The commercial value of news in the internet era

Julia Cagé, Nicolas Hervé, Marie-Luce Viaud 19 June 2017



The modern media industry is in a state of crisis. While social media seems to swallow the news, many argue that the effectiveness of the media as a check on power is significantly compromised, buffeting Western democracies. Following Brexit and the 2016 US presidential election, the growing importance of ‘fake news’ and the decreasing trust in traditional media have become prominent concerns (Allcott and Gentzkow 2017). According to Boczkowski et al. (2017), young users mainly consume news on social media ‘incidentally’ – rather than engaging with the news content, they no longer differentiate between it and the rest of the social and entertainment information they consume.

Furthermore, not only is the internet era characterised by a new regime of news consumption, but we also observe a new regime of news production. The switch to digital media has indeed affected news production technology. In today’s online world, reproducing competitors’ content has become instantaneous. Is there still a ‘commercial value’ of news in this online world? In a recent working paper, we document the extent of copying online and estimate the returns to originality in online news production (Cagé et al. 2017).

We use a unique dataset covering the entire news content provided online by the universe of French news media during an entire year (2013). Our dataset covers 86 general information media outlets in France: 1 news agency, 59 newspapers (35 local dailies, 7 national dailies, 12 national weeklies, 2 national monthlies, and 3 free newspapers), 10 pure online media (i.e. online-only media outlets), 9 television channels, and 7 radio stations. The news agency is the Agence France Presse (AFP), the third largest news agency in the world (after the Associated Press and Reuters).  We track every piece of content these outlets produced online in 2013. Our dataset contains 2.5 million documents.

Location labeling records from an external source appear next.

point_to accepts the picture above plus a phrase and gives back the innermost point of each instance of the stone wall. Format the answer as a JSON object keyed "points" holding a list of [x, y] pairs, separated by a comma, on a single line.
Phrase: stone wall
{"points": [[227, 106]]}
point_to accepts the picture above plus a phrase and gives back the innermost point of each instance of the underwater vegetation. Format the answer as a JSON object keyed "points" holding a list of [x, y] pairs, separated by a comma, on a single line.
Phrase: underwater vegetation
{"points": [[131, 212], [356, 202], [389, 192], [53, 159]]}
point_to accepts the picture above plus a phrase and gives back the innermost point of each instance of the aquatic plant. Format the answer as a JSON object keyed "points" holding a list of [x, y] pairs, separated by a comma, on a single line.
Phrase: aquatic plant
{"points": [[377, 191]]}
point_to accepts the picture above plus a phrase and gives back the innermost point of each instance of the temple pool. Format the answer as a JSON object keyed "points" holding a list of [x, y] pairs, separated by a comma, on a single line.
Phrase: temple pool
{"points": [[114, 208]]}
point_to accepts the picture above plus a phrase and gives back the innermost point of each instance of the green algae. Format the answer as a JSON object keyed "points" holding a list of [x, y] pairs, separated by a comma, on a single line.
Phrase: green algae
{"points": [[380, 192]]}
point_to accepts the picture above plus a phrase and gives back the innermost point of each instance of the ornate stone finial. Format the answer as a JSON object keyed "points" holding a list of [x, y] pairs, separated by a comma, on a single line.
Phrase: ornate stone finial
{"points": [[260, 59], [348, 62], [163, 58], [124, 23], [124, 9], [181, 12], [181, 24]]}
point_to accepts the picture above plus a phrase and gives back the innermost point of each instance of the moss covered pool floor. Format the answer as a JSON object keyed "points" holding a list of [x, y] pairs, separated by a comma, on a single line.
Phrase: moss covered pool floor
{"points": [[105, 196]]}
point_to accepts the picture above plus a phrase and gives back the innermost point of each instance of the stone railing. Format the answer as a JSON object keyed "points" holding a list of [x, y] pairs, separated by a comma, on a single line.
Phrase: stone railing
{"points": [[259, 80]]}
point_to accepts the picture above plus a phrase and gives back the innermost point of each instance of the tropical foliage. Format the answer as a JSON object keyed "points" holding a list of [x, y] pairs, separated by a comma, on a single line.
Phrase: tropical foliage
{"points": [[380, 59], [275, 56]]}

Using the content produced by news media, we perform a topic detection algorithm to construct the set of news stories. Each document is placed within the most appropriate cluster, i.e. the one that discusses the same event-based story. We obtain a total number of 25,000 stories, comprised of 850,000 documents (about 35 documents per news story). Nearly one third of the news events are about politics, 30% about the economy and less than one quarter about crime, law, and justice. We then study the timeline of each story. In particular, for each story, we determine first the media outlet that breaks the story, and then analyse the propagation of the story, second by second. We investigate the speed of news dissemination and the length of the stories, depending on the topic and other story characteristics.

We show that, on average, news is delivered to readers of different media outlets 172 minutes after having been published first on the website of the news breaker – but in less than 224 seconds in 25% of the cases. The reaction time is shortest when the news breaker is a news agency, and longest when it is a pure online media, most likely because of the need for verification.

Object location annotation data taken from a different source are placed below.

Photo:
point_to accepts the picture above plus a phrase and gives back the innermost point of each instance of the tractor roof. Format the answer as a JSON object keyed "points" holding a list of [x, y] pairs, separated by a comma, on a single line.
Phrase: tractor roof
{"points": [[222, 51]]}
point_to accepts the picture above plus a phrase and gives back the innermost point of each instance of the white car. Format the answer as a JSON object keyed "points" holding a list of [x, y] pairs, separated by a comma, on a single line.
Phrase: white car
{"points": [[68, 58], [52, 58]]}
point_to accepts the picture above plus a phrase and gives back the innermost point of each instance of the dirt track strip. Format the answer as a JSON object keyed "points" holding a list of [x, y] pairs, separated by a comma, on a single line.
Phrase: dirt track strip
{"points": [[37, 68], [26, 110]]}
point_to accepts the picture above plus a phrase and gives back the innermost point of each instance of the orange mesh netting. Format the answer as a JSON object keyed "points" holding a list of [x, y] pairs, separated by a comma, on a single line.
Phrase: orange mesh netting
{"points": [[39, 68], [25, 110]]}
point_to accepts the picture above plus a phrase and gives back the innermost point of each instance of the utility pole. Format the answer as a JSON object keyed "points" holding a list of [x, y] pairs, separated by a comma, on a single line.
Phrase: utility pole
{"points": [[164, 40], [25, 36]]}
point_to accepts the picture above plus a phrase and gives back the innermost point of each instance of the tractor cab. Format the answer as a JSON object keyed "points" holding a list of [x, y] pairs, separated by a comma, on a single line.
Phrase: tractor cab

High reactivity comes with verbatim copying. We develop a state-of-the-art plagiarism detection algorithm and find that only 32.6% of the online content is original. This finding is illustrated in Figure 1, which plots the distribution of the originality rate. The distribution is bimodal, with one peak for the article with less than 1% original content (nearly 17% of the documents) and one peak for the 100% original articles (nearly 22% of the documents). The median is 14%. In other words, with the exception of the documents that are entirely original, the articles published within events consist mainly of verbatim copying – more than 55% of the articles classified in events have less than 20% originality.

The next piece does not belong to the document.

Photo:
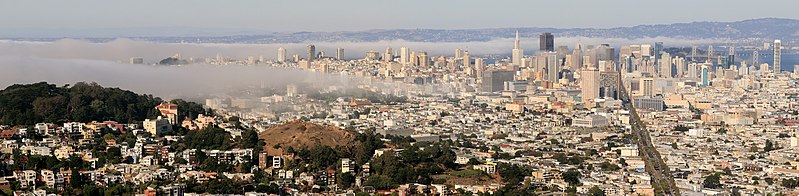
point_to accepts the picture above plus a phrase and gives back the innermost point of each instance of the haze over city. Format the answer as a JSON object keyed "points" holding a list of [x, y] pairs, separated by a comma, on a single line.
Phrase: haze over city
{"points": [[356, 97]]}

Figure 1 Distribution of the ‘originality rate’ of media content

Obviously, copy can take different forms. First of all, we distinguish external (copying from another media outlets) from internal (copying from a previous article you published) copy. Second, we distinguish content copied from the AFP (the news agency) and content copied from other media outlets. All the media outlets that are clients of the AFP are indeed allowed to reproduce the AFP content in its entirety, and the business model of the news agency is based on the reproduction of its content by other media outlets.

But in effect, every time an original piece of content is published on the internet, it is actually published three times – once by the original producer, and twice by media outlets who simply copy-and-paste this original content. (Obviously, in practice, we often observe large numbers of media outlets copying part of the content of an original article. But in terms of numbers of original characters copied, this is equivalent to a situation where each piece of original content is published three times.) Moreover, despite the substantiality of copying, media outlets hardly name the sources they copy. Once we exclude copy from the news agency, we show that only 3.5% of the documents mention competing news organisations they copy as the source of the information, as illustrated in Figure 2.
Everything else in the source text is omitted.